Artwork: Newton Hall Infant School Pupils

Moses’ mother’s name was Jochebed, (Exodus Chapter 6. 20)

When her baby was born, he was under sentence of death, for Pharaoh had given an order, that all male Hebrew babies had to be thrown into the River Nile. (1.22)

Jochebed loved her baby so much, she decided she would save him from this fate by placing him in a papyrus basket, and hiding him in the reeds on the river.

The good news is that he was discovered, drawn out of the river, and adopted by an Egyptian princess. Moses’ sister was watching to see what happened to him,

so she stepped forward to the princess and offered to find a nurse for the baby.

Questions for children.

  • Moses’ mother had lots of things to worry about; what is it that makes you worry?

  • Who do you turn to when you have worries or do you keep them to yourself? ‘A worry shared is a worry halved’; what does this mean?

  • Read Philippians 3. 4-7. What does it tell us here about our worries?

Prayer suggestion

Let us offer all our worries to God, right now. Hold a stone in your hand and pretend it is your worry; then dig a hole in the garden and bury it there.
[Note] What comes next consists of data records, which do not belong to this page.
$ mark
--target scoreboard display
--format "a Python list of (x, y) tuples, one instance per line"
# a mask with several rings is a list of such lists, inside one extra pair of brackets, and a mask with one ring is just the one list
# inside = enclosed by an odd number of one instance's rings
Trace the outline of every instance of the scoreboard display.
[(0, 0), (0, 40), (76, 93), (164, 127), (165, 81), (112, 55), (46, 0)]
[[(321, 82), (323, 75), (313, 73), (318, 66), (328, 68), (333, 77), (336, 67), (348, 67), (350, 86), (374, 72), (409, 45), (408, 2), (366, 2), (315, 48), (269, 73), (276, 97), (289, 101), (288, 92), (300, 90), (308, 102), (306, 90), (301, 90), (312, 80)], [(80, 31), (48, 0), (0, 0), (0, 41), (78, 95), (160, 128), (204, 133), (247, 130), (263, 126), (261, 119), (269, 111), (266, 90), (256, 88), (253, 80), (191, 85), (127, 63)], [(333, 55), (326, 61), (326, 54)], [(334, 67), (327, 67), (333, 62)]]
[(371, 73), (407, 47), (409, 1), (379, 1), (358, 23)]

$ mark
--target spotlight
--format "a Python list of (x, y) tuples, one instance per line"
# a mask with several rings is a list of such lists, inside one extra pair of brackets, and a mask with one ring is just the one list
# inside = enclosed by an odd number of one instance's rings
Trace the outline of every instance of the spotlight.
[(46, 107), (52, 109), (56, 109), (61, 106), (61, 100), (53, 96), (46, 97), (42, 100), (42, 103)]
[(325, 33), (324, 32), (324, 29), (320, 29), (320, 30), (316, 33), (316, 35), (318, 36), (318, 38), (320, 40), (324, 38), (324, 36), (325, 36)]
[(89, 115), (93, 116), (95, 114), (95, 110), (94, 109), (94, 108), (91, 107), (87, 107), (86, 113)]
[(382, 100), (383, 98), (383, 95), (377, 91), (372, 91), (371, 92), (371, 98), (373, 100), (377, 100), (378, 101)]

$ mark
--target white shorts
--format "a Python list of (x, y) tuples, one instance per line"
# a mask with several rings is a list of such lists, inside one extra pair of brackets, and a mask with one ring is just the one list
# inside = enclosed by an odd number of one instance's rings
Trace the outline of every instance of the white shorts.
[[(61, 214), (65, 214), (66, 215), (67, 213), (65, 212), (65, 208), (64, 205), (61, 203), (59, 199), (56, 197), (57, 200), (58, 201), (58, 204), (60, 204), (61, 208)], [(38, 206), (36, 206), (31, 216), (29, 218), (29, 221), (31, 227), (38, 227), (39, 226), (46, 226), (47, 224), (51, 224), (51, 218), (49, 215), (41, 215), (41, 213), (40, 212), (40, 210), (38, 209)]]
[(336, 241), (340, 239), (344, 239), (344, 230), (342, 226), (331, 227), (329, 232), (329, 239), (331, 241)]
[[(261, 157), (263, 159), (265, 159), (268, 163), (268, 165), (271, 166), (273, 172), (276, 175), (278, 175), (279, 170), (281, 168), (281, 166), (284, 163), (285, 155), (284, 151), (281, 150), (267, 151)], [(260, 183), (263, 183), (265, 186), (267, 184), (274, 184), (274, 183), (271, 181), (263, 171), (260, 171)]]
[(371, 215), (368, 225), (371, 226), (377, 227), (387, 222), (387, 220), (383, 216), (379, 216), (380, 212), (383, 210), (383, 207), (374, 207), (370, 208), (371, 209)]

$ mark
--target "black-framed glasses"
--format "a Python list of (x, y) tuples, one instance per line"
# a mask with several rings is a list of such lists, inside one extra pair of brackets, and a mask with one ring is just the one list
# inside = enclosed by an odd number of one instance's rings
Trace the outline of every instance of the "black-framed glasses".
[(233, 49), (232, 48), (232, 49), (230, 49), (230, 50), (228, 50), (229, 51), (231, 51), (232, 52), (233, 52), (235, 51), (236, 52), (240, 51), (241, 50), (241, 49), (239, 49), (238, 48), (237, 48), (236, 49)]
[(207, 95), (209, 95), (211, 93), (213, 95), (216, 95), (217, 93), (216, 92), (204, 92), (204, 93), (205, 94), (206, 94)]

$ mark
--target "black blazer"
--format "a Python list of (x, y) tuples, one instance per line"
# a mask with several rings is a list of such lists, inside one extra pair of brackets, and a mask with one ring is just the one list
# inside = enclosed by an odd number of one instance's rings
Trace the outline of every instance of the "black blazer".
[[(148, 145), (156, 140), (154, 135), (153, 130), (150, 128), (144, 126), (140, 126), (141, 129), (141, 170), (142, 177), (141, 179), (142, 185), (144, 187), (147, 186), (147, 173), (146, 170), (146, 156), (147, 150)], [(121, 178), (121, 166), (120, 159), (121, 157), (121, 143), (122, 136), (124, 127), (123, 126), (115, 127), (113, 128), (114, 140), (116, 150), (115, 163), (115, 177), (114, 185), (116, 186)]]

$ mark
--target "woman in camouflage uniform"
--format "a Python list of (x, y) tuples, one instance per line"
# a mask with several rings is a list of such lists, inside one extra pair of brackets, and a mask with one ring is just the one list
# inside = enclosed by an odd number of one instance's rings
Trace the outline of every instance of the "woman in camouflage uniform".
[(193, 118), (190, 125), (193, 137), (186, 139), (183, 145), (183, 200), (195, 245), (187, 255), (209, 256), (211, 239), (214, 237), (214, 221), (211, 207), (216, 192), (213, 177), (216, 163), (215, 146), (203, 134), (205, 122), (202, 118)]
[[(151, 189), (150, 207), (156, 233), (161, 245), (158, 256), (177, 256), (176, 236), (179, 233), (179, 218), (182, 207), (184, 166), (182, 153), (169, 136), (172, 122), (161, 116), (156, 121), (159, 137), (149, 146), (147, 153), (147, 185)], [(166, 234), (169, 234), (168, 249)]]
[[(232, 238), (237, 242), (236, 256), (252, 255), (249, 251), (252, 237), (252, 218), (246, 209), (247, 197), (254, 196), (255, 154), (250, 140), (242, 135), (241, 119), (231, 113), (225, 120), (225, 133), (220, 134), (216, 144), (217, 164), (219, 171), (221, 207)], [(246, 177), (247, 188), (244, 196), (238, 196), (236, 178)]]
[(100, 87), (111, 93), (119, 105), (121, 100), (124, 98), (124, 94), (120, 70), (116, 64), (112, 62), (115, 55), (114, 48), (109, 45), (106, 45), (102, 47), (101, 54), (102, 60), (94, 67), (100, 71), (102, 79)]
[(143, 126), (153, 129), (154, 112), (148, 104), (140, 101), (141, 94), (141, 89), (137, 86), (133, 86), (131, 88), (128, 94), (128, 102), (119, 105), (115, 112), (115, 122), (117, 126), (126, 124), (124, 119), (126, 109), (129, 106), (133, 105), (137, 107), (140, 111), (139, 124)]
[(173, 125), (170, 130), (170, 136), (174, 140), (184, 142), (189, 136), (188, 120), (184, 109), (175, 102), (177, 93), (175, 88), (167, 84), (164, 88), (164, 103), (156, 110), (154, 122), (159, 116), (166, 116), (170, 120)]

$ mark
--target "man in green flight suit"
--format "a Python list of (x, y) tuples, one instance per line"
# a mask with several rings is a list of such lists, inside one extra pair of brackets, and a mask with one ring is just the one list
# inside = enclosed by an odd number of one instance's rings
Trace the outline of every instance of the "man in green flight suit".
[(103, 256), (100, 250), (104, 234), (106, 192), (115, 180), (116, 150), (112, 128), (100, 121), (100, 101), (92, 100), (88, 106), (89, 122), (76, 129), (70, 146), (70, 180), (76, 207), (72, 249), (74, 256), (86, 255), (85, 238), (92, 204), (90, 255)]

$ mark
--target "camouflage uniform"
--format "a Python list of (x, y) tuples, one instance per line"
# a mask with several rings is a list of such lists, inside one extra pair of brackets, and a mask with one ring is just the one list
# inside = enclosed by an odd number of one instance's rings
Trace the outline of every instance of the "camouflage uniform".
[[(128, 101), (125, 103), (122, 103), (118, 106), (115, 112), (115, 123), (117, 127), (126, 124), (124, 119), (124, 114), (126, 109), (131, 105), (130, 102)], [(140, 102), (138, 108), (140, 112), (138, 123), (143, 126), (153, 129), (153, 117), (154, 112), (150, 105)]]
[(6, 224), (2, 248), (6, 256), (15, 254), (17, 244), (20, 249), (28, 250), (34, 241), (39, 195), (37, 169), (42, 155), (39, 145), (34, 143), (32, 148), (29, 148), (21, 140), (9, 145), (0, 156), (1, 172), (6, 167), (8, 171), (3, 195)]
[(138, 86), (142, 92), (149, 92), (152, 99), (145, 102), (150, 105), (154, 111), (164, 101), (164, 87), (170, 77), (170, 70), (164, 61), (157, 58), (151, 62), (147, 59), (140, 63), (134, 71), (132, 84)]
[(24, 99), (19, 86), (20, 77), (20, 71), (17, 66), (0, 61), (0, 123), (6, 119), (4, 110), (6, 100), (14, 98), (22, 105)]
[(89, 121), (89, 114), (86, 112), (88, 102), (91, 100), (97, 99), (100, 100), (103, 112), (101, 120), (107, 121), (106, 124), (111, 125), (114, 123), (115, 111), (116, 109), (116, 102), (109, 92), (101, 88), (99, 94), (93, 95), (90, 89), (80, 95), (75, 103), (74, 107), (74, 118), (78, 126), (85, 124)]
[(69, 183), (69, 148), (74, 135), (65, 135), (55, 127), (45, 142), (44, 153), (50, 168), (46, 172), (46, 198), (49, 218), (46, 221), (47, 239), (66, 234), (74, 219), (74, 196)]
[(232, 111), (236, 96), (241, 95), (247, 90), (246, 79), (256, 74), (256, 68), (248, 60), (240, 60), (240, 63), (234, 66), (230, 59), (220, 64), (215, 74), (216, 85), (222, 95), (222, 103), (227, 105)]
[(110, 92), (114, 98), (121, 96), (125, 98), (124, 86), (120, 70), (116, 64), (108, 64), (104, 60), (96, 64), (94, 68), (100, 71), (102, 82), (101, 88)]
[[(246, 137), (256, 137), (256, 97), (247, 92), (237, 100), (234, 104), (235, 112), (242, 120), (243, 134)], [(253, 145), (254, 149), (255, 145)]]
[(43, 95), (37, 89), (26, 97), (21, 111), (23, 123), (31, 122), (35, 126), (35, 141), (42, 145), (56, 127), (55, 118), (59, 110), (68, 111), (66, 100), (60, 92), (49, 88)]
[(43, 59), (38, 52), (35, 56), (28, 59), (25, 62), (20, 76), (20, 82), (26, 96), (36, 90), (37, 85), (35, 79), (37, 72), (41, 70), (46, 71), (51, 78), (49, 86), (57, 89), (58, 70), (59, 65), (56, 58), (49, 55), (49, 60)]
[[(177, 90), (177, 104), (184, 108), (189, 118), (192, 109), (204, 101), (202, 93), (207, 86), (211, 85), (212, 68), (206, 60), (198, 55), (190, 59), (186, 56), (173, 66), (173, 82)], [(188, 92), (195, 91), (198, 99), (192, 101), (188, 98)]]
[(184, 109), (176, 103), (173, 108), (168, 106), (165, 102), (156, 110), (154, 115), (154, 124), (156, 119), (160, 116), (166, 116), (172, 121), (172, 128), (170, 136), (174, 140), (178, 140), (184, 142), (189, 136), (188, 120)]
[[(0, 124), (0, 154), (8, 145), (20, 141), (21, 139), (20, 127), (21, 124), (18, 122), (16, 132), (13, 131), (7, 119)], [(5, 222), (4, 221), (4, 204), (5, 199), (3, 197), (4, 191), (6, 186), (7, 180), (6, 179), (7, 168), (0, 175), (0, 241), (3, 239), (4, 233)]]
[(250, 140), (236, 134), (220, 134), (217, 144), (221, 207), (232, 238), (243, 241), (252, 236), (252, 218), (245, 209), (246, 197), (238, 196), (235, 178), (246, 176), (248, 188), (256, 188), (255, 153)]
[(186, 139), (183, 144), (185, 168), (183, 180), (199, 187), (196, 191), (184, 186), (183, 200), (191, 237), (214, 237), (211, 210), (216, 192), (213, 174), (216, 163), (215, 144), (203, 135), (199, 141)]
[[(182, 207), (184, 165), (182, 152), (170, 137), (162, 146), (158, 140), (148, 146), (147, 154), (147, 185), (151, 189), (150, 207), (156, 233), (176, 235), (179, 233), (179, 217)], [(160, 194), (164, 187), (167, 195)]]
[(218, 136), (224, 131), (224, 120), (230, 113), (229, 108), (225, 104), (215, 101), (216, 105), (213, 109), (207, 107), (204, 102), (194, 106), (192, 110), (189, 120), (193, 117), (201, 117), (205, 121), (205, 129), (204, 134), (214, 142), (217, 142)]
Let the worry go, let God have it.

It would be good to act this story out in mime or with puppets,

or even make up a mini ballet to the music.

If mothers are present at a Messy play, invite them to spend time listening/or singing/ to this song, cuddling their children on their laps,

while the little ones all pretend to be the baby Moses wrapped up in the basket.

11 Let him go Levite woman :

Exodus Chapter 1. 22 to Chapter 2. 1-4

(to the tune ‘She’ll be coming round the mountains’)

And she placed him on the waters of the Nile,

in a basket placed her living, breathing child.

With tar and pitch she coated it, to keep out winds that blow,

and protect him from the currents down below.

Let him go Levite woman let him go.

God will keep him safe wherever, don’t you know?

For he has a plan to save him, and through him, those who’ll go with him.

Let him go Levite woman let him go.

T’was the hardest thing she’d ever had to do.

Her heart was breaking, tearing clean in two.

She had given up her boy child, her own dear flesh and blood,

to the dangers of the river and the mud.


Pharaoh ruled that little Hebrew boys must die.

So she hid him in the reeds that stood up high,

and perhaps because she couldn’t bear her grieving any more,

her daughter kept a lookout on the shore.


He’ll be safe from Pharaoh’s soldiers after all!